Plongée dans l’antre secret de Volkswagen ou l’on peut offrir une cure de jouvence à son Combi moyennant 100 000 euros
REPORTAGE - À la sortie de Hanovre en Allemagne, une concession Volkswagen en apparence ordinaire cache un trésor pour les amoureux du « Bulli ». C’est là que se niche l’atelier « Oldtimer », une succursale de la marque dans laquelle huit orfèvres redonnent vie à des Combis fatigués. Entre quête de pièces rarissimes et restaurations très très chères, plongée dans le département où le temps s'est arrêté.

À première vue, rien ne distingue ce petit immeuble de n’importe quelle concession Volkswagen en Europe. Un bâtiment moderne en verre, une porte vitrée surmontée du sigle VW : rien que du banal.
Celui qui se niche dans cette zone industrielle à la sortie de Hanovre en Allemagne arbore bien un panneau « nutzfahrzeugen » (véhicules utilitaires dans la langue de Goethe), mais toujours rien d’extraordinaire : une simple succursale VU du constructeur. Sauf qu’à y regarder de plus près, un autre petit panneau attire l’attention : « old timer ».
Des mécanos doublés de détectives
En se retournant, on découvre des Combis T1 ou T2 dans la cour, dont pas un n’a moins de 50 ans, mais qui paraissent sortir de chaîne le matin même et on se dit qu’on a fait erreur : on n’est pas vraiment dans l’antre des artisans en mal d’utilitaires à tout faire.
Alors on pousse la porte du lieu, et l’on tombe sur un véritable musée qui rassemble 150 Bullis, du petit nom dont nos voisins ont affublé leur camionnette mythique. Et de s’apercevoir que ce drôle d’endroit est le département classique de Volkswagen, entièrement consacré au Combi.

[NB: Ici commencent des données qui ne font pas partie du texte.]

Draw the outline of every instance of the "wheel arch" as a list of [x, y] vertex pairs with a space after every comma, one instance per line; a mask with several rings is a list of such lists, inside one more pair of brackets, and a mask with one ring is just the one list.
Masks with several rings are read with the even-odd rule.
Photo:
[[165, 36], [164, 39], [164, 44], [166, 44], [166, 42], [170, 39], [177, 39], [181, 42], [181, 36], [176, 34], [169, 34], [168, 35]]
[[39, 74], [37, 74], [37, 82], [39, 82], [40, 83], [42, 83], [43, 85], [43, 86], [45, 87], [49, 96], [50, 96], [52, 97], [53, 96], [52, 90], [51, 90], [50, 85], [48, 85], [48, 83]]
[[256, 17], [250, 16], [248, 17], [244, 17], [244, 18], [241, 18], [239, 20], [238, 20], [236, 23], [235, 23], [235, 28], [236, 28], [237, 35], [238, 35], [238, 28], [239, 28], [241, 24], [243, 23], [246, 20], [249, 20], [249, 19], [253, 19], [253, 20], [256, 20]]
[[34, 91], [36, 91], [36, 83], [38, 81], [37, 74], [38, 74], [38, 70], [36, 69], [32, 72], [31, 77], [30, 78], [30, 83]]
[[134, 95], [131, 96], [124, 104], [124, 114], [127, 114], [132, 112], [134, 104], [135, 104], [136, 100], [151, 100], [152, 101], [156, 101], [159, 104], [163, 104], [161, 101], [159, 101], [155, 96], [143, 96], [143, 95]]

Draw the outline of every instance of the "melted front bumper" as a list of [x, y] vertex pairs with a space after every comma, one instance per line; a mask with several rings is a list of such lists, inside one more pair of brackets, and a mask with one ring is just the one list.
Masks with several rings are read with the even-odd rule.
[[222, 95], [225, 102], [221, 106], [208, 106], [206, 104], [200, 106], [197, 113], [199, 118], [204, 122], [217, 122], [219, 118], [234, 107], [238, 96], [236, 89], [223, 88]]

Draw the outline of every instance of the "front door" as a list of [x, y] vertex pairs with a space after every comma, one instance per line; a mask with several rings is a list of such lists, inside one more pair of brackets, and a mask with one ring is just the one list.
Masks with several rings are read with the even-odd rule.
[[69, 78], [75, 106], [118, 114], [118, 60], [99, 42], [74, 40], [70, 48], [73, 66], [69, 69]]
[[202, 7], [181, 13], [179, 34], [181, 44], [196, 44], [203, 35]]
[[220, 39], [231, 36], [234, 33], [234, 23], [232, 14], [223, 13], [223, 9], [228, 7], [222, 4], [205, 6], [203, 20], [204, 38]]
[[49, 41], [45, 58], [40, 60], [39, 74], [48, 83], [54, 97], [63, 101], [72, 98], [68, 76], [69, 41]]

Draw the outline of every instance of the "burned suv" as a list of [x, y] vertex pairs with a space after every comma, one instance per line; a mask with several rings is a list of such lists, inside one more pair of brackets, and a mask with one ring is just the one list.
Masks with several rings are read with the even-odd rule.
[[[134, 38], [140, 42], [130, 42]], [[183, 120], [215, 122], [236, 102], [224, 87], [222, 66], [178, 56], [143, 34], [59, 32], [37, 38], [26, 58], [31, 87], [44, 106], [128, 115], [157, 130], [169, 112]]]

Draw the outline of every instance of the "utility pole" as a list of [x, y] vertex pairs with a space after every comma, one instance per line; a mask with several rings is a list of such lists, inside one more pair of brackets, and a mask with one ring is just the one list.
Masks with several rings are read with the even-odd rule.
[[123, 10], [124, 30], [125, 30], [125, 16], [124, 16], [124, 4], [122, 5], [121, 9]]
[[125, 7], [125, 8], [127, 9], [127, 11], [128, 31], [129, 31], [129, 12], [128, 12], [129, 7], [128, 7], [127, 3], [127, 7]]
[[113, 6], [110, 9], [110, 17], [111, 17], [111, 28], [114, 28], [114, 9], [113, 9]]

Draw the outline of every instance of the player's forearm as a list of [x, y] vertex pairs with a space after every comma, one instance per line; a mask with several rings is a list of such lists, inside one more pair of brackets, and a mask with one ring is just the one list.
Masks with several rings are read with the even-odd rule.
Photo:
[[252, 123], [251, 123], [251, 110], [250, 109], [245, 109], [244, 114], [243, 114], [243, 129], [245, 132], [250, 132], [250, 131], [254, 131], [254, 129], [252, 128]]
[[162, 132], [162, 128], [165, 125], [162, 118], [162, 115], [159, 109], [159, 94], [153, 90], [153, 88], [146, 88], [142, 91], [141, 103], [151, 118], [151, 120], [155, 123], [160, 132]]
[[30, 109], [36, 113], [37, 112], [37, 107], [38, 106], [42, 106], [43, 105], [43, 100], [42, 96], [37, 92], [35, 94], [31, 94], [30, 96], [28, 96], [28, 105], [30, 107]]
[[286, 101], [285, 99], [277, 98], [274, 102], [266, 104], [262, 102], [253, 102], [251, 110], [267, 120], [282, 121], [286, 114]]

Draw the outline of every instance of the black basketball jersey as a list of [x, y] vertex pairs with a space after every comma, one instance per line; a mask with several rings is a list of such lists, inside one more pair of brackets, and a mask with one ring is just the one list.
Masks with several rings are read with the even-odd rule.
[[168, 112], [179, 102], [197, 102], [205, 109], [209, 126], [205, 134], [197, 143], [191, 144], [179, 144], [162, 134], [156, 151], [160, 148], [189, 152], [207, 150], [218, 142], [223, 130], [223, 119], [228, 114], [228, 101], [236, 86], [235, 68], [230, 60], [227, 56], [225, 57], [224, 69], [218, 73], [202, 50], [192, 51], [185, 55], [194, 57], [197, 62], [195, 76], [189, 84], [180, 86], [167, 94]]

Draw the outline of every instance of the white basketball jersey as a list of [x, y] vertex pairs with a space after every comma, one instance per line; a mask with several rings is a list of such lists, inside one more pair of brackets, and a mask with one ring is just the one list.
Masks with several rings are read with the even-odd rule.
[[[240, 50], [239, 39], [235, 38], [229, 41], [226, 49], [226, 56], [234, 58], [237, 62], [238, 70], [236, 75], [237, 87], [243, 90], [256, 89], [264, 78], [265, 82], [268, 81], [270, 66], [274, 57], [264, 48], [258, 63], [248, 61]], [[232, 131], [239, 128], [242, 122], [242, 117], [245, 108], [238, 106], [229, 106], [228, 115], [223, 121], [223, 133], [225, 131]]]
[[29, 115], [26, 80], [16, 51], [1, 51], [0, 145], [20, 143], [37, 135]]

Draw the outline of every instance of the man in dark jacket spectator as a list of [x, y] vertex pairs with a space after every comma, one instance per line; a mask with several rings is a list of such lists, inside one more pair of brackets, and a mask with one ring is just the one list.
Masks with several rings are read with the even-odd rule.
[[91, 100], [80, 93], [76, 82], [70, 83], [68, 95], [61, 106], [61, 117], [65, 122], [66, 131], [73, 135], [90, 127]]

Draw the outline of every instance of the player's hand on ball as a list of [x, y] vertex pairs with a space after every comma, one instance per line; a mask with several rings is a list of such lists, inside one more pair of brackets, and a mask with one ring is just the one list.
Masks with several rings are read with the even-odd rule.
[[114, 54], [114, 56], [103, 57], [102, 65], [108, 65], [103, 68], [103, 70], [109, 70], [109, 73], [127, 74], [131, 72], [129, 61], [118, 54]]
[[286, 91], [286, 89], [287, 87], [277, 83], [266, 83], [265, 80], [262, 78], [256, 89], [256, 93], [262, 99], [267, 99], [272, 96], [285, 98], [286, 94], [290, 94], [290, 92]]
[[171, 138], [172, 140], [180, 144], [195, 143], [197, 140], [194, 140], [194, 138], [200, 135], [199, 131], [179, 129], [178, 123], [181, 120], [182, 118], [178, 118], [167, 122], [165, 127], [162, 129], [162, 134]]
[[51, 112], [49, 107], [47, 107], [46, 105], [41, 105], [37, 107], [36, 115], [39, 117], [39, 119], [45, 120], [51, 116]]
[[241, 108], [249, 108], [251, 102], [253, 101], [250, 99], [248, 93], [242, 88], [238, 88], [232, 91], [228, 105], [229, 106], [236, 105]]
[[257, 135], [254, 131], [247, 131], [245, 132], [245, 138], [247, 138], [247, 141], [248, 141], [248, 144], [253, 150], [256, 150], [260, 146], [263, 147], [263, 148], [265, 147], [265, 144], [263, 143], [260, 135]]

On se renseigne sur les prix des modèles d’expo. Mais non, la première version électrique, réalisée en 1973, d’un T2 qui revendiquait entre 50 et 80 km d’autonomie, n’est pas à vendre. Pas plus que ce Combi à chenilles « raupenfuchs » de 1962 qui plafonnait à 35 km/h.

En revanche, ce qui est à vendre, ce sont les services de la maison. Car cette concession unique est surtout, et avant tout, un incroyable atelier, ou huit mécanos très spécialisés sont capables de tout, cachés derrière le showroom - musée.
Ils sont surtout susceptible de remettre à neuf n’importe quel Combi, même s’il est sorti des chaînes en 1948. « On travaille sur des T1, T2 et T3, raconte leur chef d’atelier, mais on commence à s’entraîner sur des T4 et T5, en prévoyant l’avenir. », pour passer des Oldtimers aux Youngtimers, puisque le T4 est sorti en 1990.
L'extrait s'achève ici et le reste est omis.